United Nations Industrial Development Organisation (UNIDO) and Nigerian Breweries (NB) are making collaborative efforts aimed at sustainably protecting water resources and developing ways to achieve water balance in Nigeria.
The effort is also intended to promote growth in some countries of the world including Nigeria and, according to Nicolas Vervelde, managing director/chief executive of NB, this effort is driven by a desire to create shared value and contribute towards the development of the society and the environment.
Vervelde, who spoke at a forum jointly hosted by NB and UNIDO in Lagos with the theme, ‘Stakeholder Workshop on Water Stewardship in Nigeria,’ noted that the desire to contribute to the environment was evident in their long-term strategy tagged Brewing Better World.
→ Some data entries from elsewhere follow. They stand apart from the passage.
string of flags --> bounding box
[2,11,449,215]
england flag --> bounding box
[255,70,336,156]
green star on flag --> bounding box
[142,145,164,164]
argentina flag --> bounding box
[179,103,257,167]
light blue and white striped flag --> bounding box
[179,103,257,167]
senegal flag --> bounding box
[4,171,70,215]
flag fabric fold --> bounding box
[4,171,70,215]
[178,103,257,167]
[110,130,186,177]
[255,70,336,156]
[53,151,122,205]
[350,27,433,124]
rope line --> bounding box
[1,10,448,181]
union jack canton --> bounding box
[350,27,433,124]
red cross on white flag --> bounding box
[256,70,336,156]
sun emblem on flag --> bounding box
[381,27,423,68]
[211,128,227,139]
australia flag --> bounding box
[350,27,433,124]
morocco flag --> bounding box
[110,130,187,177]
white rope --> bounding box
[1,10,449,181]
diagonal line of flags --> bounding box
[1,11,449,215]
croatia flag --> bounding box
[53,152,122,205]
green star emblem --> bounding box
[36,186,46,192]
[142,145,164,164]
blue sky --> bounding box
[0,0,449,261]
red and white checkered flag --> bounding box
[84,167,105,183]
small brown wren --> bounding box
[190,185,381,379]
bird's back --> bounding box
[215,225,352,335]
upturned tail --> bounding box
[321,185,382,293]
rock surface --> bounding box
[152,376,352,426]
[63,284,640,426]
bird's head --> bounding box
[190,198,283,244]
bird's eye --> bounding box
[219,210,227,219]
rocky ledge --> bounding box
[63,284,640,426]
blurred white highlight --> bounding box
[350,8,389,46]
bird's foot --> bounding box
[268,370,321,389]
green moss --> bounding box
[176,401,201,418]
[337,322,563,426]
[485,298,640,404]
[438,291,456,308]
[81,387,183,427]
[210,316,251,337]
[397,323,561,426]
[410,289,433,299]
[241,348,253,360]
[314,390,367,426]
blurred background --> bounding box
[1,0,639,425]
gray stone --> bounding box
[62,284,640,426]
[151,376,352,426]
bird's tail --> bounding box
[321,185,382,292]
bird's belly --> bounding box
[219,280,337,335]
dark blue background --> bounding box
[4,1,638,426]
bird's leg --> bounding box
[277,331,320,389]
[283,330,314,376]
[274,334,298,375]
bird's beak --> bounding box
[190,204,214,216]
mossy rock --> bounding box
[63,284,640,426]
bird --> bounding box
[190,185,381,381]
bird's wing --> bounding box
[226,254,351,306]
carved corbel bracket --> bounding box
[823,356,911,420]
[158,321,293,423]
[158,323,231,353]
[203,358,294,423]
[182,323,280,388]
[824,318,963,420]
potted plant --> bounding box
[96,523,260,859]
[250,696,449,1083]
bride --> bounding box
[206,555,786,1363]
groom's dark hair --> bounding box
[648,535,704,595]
He explained that the strategy was focused on six areas, including protecting water resources, reducing carbon emission, sourcing sustainably, advocating responsible consumption, ensuring health and safety, and growing with communities.
The managing director said in the area of protecting water resources, the company had set out ambitious targets, disclosing that their aim was that, by 2020, they would have reduced water consumption to 3.5 hectolitres per any hectolitre of beer produced in all their breweries.
He said that in water stressed areas, they have a more stringent target of 3.3 hectolitres per hectolitre of beer, saying they had also committed to ensuring significant water compensation by their production units in water scarce and distressed areas.
David Tommy, UNIDO’s country representative revealed that his organization would work with NB, Nigeria government and other stakeholders to identify and overcome cumulative stress on finite water resources shared by multiple stakeholders in selected catchment areas through collaborative effort.
He said that the collaborative effort would, among other things, jointly mobilize resources to upscale the water balancing efforts so that overall water stress could effectively be reduced through collaborative actions, adding that the efforts would also implement targeted water balance projects in an inclusive, participatory and phased approach for overall water stress reduction.
“UNIDO is a specialised agency of the United Nations which promotes inclusive and sustainable industrialization in developing countries and economies in transition,” Tommy informed, adding that the organisation’s activities in Nigeria included poverty reduction, trade capacity building and environment and energy.
In her presentation, the guest speaker, Grace Oloukoi, a senior lecturer at Lead City University, Ibadan, described water as a connector, explaining that water was so important that everybody needed it.